Heidi Kyser, staff writer for Nevada Public Radio’s Desert Companion magazine, went to the hearing. According to her, the tone was argumentative.
“This was really an argument between the PUC’s attorneys and these other attorneys,” she said, “And it was an argument. It was very contentious.”
Kyser said the combativeness wasn’t limited to the lawyers.
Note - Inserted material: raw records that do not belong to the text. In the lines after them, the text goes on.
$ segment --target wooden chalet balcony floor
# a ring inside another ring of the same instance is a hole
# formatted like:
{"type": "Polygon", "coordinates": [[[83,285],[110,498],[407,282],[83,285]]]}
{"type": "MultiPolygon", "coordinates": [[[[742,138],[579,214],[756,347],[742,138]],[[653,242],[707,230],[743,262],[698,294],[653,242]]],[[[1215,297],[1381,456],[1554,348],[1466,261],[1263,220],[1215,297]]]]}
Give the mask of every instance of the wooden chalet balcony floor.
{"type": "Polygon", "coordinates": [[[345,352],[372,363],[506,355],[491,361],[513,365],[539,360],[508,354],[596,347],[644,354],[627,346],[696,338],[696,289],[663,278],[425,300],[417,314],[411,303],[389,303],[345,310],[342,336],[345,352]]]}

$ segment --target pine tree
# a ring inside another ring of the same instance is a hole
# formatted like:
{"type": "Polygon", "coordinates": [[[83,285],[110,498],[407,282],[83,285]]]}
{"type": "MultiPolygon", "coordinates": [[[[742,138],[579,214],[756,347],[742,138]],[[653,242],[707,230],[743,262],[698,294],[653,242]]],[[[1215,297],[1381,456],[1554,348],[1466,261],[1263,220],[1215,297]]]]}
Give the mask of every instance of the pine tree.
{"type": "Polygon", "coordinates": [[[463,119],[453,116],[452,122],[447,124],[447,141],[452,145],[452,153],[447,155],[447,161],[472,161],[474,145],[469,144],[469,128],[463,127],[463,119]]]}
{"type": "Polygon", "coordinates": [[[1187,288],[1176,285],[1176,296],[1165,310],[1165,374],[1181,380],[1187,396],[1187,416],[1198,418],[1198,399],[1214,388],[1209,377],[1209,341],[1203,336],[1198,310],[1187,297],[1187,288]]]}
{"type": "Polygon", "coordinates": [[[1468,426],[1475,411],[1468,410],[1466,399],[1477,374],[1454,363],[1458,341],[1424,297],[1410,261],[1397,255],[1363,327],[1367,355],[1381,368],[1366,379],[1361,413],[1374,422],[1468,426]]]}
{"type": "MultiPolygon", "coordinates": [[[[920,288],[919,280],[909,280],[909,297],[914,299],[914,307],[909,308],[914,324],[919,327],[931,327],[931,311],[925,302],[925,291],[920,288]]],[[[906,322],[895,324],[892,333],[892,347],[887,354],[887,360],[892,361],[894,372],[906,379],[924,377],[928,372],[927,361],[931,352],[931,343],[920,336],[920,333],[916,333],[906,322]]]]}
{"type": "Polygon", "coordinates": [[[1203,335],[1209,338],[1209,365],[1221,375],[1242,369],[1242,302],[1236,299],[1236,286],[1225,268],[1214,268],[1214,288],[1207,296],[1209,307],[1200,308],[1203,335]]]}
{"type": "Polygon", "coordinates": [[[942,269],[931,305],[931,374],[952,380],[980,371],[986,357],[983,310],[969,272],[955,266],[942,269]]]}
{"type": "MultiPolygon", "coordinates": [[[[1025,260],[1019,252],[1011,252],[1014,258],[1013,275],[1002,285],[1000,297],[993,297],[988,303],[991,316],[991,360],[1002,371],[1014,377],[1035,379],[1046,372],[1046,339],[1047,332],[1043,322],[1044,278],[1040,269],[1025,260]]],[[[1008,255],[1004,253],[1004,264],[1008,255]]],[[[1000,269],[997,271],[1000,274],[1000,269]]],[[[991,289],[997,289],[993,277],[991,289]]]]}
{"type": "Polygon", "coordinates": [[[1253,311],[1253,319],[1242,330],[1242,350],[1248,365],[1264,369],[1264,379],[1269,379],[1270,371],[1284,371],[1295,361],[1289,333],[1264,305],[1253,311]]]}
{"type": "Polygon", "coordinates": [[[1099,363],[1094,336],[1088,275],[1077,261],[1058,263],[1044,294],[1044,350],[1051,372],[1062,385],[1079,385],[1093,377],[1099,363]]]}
Commissioner David Noble shouted a few times at the audience and the attorneys for the Alliance for Solar Choice and Bureau of Consumer Protection.
“He castigated them for talking over him and chairman of the PUC Paul Thomsen for what he called talking back and being disrespectful,” she said. “There was a lot of anger clearly on the part of the commission about this action.”
Although the public wasn’t allowed to speak, Kyser spoke to many of the people in the room, including one man who paid for a rooftop solar array for his home outright, instead of leasing it from a rooftop solar company like Sunrun or SolarCity.
According to Kyser, the man bought the system thinking he would always have the deal that he received back then, now that the deal has changed he and many other customers at the hearing blame Governor Brian Sandoval.
“He said to me, ‘I hold Gov. Sandoval accountable for this because he selected these commission members and they’re clearly anti-solar. So, he has to answer to voters like me.’” she said.
The big problem for many customers, Kyser said, is they feel they’ve been hit twice, because under the new rate structure their service costs, which all NV Energy customers pay, is going up, much more than the non-solar customer, but also the money they get from NV Energy for net metering, which is returning the excess power their solar array produces to the grid, is going down.
During the meeting, the PUC blamed the media for the discontent by customers. Kyser said part of the problem is that the new rate structure is extremely complicated and difficult to understand.
“The accusation that the commission was making is that the media has either failed to really explain it well or has explained it mostly from the point of view of the solar companies,” she said.
KNPR News invited a representative from NV Energy to be part of KNPR’s State of Nevada discussion on the new rate structure, but the company did not respond.
Since the PUC’s decision, both SolarCity and Sunrun have announced they are pulling out of the Las Vegas solar market.
(Editor's Note: Kyser misstated that the service charge of $17.90 for net metering customers and $12.75 for non-net metering customers is paid every year. It is monthly; it will go up every year for five years according to the new net metering rate structure. She apologizes for the error.)